Diagnosing the problem is difficult, so let me make some observations in order of importance, I think:
- Most reporters don't know enough about their own religion, if they have one, to write intelligently about it. Now throw them into a story about Jainism or Wicca and watch them try to understand the vocabulary and basic concepts. People with degrees in journalism tend to know a lot about journalism, a little about their own faith, and nothing about other faiths. Think America post-9/11 when we were trying to understand Shia and Sunni and Wahhabi.
- Editors don't often know what to do with religion stories because they've been given the task of assigning a reporter to explain something in 500 or 750 words, but the background information necessary to make sense of the context is not present in the audience. A reporter doesn't have to say, "Barrack Obama is a bi-racial senator from Illinois running for President..." every time she writes a piece about Obama.

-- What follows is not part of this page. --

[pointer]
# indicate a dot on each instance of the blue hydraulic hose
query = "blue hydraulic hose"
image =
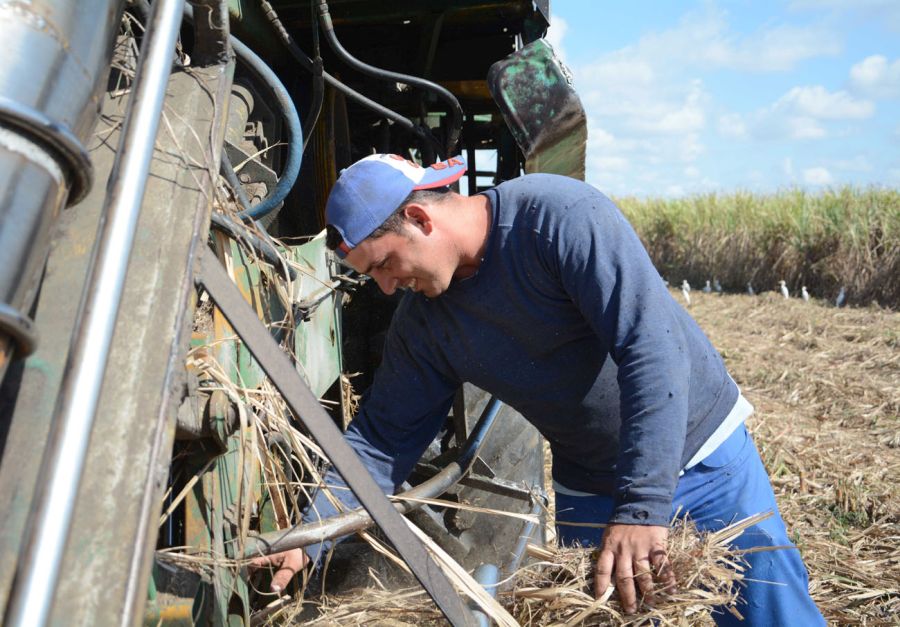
(295, 133)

The background information of Democrat, Republican, Senator, President, race relations, etc., are all present to greater or lesser degrees in the audience. To do a story about Buddhism, the audience may need to understand karma, samsara, meditation, eight-fold path, four jewels, etc. That works well in SE Asia, not SE Oklahoma.

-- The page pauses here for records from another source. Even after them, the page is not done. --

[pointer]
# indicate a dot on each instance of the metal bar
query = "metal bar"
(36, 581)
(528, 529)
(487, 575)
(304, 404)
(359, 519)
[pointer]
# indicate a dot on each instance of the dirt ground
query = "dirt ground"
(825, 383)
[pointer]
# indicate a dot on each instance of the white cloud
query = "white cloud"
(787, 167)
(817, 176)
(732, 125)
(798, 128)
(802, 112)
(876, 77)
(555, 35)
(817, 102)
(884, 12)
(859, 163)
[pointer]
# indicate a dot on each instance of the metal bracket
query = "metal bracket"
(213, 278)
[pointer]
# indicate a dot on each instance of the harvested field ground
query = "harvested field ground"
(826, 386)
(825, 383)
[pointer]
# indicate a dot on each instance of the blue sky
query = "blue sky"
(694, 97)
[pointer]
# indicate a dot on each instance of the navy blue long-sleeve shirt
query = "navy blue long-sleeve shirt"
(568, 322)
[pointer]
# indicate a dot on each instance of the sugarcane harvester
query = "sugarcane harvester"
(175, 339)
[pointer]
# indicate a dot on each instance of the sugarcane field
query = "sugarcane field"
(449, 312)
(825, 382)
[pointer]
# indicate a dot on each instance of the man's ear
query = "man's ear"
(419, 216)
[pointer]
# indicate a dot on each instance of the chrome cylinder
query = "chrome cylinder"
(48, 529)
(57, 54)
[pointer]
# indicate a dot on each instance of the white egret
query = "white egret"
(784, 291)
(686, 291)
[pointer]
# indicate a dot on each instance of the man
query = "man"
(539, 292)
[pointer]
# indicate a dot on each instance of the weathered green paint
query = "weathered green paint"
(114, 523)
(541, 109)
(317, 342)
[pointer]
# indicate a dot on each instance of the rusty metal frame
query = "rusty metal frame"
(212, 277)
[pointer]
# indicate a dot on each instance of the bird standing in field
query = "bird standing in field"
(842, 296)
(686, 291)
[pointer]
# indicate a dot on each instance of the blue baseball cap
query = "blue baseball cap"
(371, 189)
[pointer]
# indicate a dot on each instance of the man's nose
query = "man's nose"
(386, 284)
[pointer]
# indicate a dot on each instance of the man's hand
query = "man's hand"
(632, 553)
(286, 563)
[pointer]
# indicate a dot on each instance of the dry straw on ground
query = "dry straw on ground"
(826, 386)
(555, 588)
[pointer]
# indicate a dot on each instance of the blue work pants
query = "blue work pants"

- Religion sheets are tied to advertising budgets. It's a fact. Sorry. The Oklahoman just shut down a weekly one-sheeter that had run on the back of the food section for at least five years. It just so happens that one of our local ken and barbie megachurches took out a fifth-page ad every week. They must have stopped because the page went away.

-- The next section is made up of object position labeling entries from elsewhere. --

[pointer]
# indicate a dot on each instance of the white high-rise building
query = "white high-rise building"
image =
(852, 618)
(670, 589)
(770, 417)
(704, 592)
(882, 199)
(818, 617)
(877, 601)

- Religion news has been too preoccupied with PR for churches and saviors. Positive news is good. I believe that. But I also don't care that First Old Person Church is celebrating their 125th anniversary, nor do I care that First Shitty Music Church has a new organ. Religion reporting requires a certain amount of cyncism to be good. Christians, Muslims, Buddhists, atheists, even Urantians, are all capable of lying, and the tendency to lie and obfuscate increases as the responsibility in the faith community or hierarchy increases. But it also requires a certain amount of respect for differences. We have a reporter here in OKC that seems to think her sole responsibility is to ensure that Jesus gets more ink that Buddha. Fine, and you can make an argument that we're about fifty percent "Christian" around here, but there should be some correspondence between percentage of audience and percentage of coverage: 98 to 2 is not cutting it.
- Religion reporting requires that editor, reporter, and audience understand why the story is important. How is it that our Presidential candidates are forced to answer inane questions about what Jesus means to them but we can't figure out how to make religion reporting relevant? Can't explain its impact? It's possible that all forms of religion have become so privatized, except for the civil variety that we trot out every 4th of July and every election cycle, that we are incapable of understanding how religion becomes news because we no longer believe religion motivates anyone to do anything but pick a political side. This is obvious when we read otherwise excellent magazines like The New Yorker or Atlantic and see caricatures of Christians we know. The media is guilty of elevating spokespersons to that status because they say stupid or inflammatory shit. That doesn't mean they speak for all people in the community of faith, but people in the community of faith have to help editors understand why religion reporting is important. Right now, I'm pretty sure that neither editors nor practitioners think it is.